Temperature Response: Some years ago, I came across an article from Rhodesia (Buckle & Grant. 1974. Rhod. J. Agric. Res. 12: 149-161) that described the same phenomenon and attributed it to large fluctuations between day and night soil temperatures. Abnormal mesocotyl and/or coleoptile development occurred most frequently when soil temperatures fluctuated from daytime highs of about 80°F to nighttime lows of about 55°F. The data also suggested that extended periods of cold temperatures stunted and distorted seedling growth.
While recent mornings have been quite chilly, there have been few reported instances of significant frost and its accompanying damage to young corn. However, if you’ve been out walking your corn fields recently, you have probably noticed a curious leaf ‘symptom’ that somewhat resembles frost damage or you may think of freezer burn.

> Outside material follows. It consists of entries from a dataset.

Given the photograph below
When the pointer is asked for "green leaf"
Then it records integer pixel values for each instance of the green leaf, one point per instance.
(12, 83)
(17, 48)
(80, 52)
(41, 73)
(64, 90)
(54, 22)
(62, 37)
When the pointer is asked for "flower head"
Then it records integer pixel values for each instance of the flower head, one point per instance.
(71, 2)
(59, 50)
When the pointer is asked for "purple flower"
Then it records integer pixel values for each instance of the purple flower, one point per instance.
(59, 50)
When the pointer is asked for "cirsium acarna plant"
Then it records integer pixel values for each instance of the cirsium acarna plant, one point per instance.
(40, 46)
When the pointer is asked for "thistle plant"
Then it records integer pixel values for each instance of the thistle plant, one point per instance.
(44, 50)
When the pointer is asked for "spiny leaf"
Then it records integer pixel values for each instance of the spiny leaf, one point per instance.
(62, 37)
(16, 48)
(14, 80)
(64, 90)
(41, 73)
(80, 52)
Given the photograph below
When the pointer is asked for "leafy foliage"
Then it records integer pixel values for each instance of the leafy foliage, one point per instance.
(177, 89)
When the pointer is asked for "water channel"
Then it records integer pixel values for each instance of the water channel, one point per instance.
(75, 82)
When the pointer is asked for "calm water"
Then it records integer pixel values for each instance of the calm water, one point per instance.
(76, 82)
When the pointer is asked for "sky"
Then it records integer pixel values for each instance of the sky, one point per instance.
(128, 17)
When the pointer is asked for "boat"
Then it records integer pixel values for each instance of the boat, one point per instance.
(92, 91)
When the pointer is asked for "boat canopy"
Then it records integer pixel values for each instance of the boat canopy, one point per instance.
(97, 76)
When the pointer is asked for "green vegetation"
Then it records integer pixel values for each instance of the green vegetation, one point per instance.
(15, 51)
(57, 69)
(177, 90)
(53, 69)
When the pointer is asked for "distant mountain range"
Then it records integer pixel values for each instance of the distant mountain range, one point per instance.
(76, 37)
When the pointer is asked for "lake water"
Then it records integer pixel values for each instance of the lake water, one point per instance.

Radiational cooling of leaves on clear, calm nights with temperatures in the mid- to upper 30’s can result in damage to the outer surfaces of corn leaves that are positioned horizontally or parallel to the night sky. The subsequent symptom of such minor damage is what many refer to as ‘silver leaf’ in corn.
The ‘silver leaf’ symptom indeed appears as silvery or dull gray leaf surfaces. Any portion of a leaf that was not horizontal to the sky or that was protected by another leaf or plant part will not exhibit the symptom.
The effect of this type of minor leaf damage is negligible, if any. The leaves will not die abruptly as will severely frosted leaf tissue. Continued expansion of the whorl will not be restricted in any way. New leaves that expand from the whorl will be normal in appearance. This symptom is more of a curiosity than a nuisance.